Ce mardi, le port de Ouistreham, dans le Calvados, sera le théâtre d'une vente aux enchères peu ordinaire. Le chalutier Lucky, mesurant 18,85 mètres, a été saisi suite à une vaste opération antidrogue menée début avril 2025. Soupçonné d'avoir récupéré des ballots de cocaïne dans les eaux proches des îles anglo-normandes, le bateau sera proposé à la vente, bien que l'enquête soit toujours en cours.
Le Lucky a été confisqué par l'Agrasc, l'Agence de gestion et de recouvrement des avoirs saisis et confisqués. Maître Jean Rivola, commissaire de justice chargé de la vente, a précisé : "Quand la justice estime qu'un bien saisi n'est plus utile pour la manifestation de la vérité et qu'il risque de se déprécier, elle le met en vente." Le prix de départ de cette vente sera de 100 000 euros, un montant bien inférieur à celui de l'achat du chalutier il y a quatre ans. La vente est programmée pour 15h30, directement sur le quai Charcot, où le bateau est maintenu sous scellés depuis un an, avec également une option de vente en ligne.
Vente d'une vedette également saisie pendant une opération antidrogue
Parallèlement à cette vente, une autre opération est prévue ce même jour à Tancarville, en Seine-Maritime. Une vedette de plaisance de 10 mètres, appartenant à un pêcheur du Havre, sera mise aux enchères pour la somme de 5 000 euros. Ce pêcheur a été interpellé lors de la même opération antidrogue, faisant grimper le nombre total de marins-pêcheurs mis en examen à quatre.
Les enquêteurs de la JIRS (juridiction interrégionale spécialisée) de Rennes ont débuté leur enquête dès 2024, qui a culminé avec la saisie de 630 kilos de drogue en avril 2025. Le Lucky est suspecté d'avoir récupéré ces ballots de narcotiques d'un cargo, l'Omicron, en transit entre le Brésil et Amsterdam. Les marins ont été interpellés à leur retour au port, tandis que des membres d'équipage philippins du cargo ont également été arrêtés.

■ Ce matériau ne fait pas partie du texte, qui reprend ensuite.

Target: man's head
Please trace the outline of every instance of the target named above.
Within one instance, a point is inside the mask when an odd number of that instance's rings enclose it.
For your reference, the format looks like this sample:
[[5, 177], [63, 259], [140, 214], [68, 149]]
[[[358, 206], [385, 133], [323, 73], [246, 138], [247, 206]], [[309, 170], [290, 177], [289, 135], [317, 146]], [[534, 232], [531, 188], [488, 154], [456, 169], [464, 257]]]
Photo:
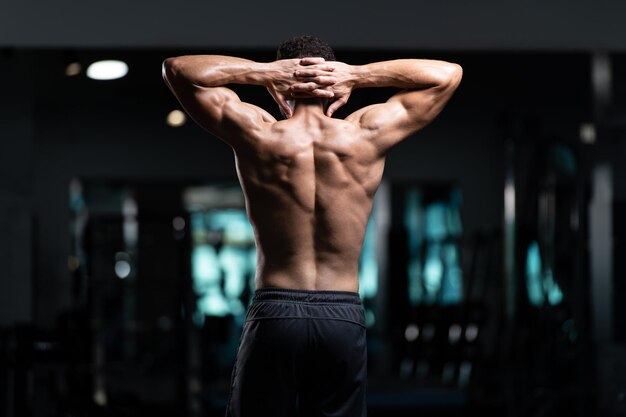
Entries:
[[276, 52], [276, 59], [322, 57], [335, 61], [335, 52], [326, 42], [314, 36], [296, 36], [283, 42]]

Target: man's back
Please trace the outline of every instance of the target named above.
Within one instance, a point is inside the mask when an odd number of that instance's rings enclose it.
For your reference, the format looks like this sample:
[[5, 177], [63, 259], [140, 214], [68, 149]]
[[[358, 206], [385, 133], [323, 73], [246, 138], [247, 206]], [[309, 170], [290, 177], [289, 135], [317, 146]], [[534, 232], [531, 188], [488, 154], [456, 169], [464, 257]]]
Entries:
[[257, 288], [356, 291], [384, 157], [349, 121], [299, 109], [235, 150], [257, 238]]
[[[255, 230], [257, 289], [226, 415], [364, 417], [367, 345], [356, 291], [372, 199], [387, 151], [441, 111], [461, 69], [427, 60], [350, 66], [311, 37], [286, 41], [278, 56], [164, 63], [187, 112], [233, 149]], [[266, 87], [287, 120], [242, 102], [224, 87], [231, 83]], [[332, 119], [362, 87], [401, 91]]]

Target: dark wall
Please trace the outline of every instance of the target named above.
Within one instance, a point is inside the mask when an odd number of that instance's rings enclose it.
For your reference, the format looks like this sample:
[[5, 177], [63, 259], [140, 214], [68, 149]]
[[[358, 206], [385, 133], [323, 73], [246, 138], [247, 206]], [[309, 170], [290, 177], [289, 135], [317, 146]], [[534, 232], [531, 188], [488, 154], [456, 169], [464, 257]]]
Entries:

Une communauté sous tension face à la criminalité
La question de la sécurité est au cœur des préoccupations des habitants de Ouistreham, alors que la communauté est toujours sous le choc de ces révélations. Les écoutes téléphoniques ont mis en lumière les sommes colossales (jusqu'à un million d'euros) offertes par les narcotrafiquants. Un patron pêcheur, visiblement inquiet, a partagé : "Ils se sont fait avoir... Si on reste à l'écart, on ne risque rien. Mais oui, c'est inquiétant". Un autre a rapporté que les enquêteurs avaient récemment mentionné qu'il restait encore "deux ou trois" narcotrafiquants actifs dans la région.
La vente du Lucky, programmée pour aujourd'hui, se veut non seulement un acte administratif, mais aussi un symbole d'une lutte continue contre le narcotrafic maritime, tout en éclairant les failles d'une communauté face à un danger omniprésent.